Теперь миссис Дэшвуд стала пытаться поближе с ним познакомиться. Она проявила определенную настойчивость и вскоре победила его неизменную скрытность и осторожность. Для нее сразу стали ясны его достоинства. Она поверила в то, что это стоящий человек, что у него дружелюбный характер и горячее сердце.
А как только она уловила в его отношении к Элинор признаки зарождающейся любви, то сразу же стала рассматривать взаимную привязанность молодых людей как нечто серьезное и начала подумывать о свадьбе.
– Через несколько месяцев, моя дорогая Марианна, – сказала она, – Элинор, скорее всего, будет устроена. Нам будет ее не хватать, но это не страшно. Главное, что она будет счастлива.
– Мамочка, как же мы будем жить без нее?
– Милая моя, мы будем жить в нескольких милях от нее и станем встречаться каждый день. У тебя появится брат – настоящий любящий брат. Я самого высокого мнения о сердечной доброте Эдварда. Ты выглядишь угрюмой, Марианна. Разве ты не одобряешь выбор сестры?
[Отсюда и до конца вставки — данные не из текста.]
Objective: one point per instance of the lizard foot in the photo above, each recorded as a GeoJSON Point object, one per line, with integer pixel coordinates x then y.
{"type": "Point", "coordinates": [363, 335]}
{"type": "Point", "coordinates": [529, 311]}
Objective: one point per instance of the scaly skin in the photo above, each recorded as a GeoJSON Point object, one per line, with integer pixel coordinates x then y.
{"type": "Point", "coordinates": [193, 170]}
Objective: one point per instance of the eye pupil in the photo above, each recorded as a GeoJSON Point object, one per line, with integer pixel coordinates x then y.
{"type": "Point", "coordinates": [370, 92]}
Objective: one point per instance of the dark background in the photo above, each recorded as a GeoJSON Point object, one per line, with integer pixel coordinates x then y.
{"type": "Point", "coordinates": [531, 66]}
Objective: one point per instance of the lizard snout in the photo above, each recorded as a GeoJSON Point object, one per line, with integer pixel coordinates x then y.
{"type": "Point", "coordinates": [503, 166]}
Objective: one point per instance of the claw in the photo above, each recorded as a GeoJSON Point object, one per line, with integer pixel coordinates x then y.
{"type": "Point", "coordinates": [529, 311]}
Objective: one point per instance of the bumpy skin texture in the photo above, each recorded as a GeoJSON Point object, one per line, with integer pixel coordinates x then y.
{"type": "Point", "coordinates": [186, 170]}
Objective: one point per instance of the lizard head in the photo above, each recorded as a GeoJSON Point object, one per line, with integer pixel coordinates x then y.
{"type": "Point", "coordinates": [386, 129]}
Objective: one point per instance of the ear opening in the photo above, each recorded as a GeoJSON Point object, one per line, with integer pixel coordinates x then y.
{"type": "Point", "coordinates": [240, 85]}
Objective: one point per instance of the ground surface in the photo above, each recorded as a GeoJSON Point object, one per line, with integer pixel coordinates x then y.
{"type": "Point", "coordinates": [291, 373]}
– Скажем так, – ответила Марианна, – он меня несколько удивляет. Эдвард, безусловно, очень приятный молодой человек, но он совсем не принц. У него не слишком привлекательная фигура, в нем полностью отсутствуют грация и изящество, которые, как я считала, в первую очередь привлекают мою сестру. В его глазах нет огня, они говорят только о добродетели и достоинстве. И кроме того, мама, боюсь, у него отсутствует вкус. Музыка его не привлекает, и хотя он обожает рисунки Элинор, но вовсе не потому, что понимает их ценность. Конечно, он часто крутится возле нее, когда она рисует, но тем не менее становится очевидным, что он ничего не понимает в живописи. Он восхищается Элинор как женщиной, а вовсе не ее рисунками. А мне кажется, что в мужчине должно быть соединено и то и другое. Я бы не смогла быть счастлива с человеком, чьи вкусы не совпадают с моими. Человек, которого я полюблю, будет разделять все мои чувства, нам будут нравиться одинаковые книги, одна и та же музыка. О, мама, насколько бездуховным и невыразительным был Эдвард, когда нам вчера читал! Мне было искренне жаль сестру. А она все мужественно стерпела и даже сделала вид, что ей это понравилось. А вот я с трудом усидела на месте, было просто невозможно слушать, как эти волшебные строки, способные свести с ума чувствительного человека, произносятся с непробиваемым спокойствием и воистину пугающим безразличием.
– Очевидно, он предпочитает простую и элегантную прозу. Вам следовало дать ему Купера.
– Но, мама, его не проймет даже Купер! Но следует сделать скидку на разницу во вкусах. Элинор чувствует не так, как я, и поэтому могла и ничего не заметить, и быть счастливой с ним. Но мое сердце было бы разбито, если бы я любила его и услышала, как он читает, не проявляя при этом никаких чувств. Мама, чем больше я узнаю мир, тем больше убеждаюсь, что никогда не встречу человека, которого смогу по-настоящему полюбить. Я слишком многого хочу. Он должен обладать всеми достоинствами Эдварда и, кроме того, быть очаровательным и чувствительным.
– Помни, моя дорогая, тебе еще нет семнадцати, так что рано отчаиваться. Почему ты считаешь, что тебе в жизни повезет меньше, чем твоей матери? Только в одном случае твоя судьба может отличаться от ее, Марианна.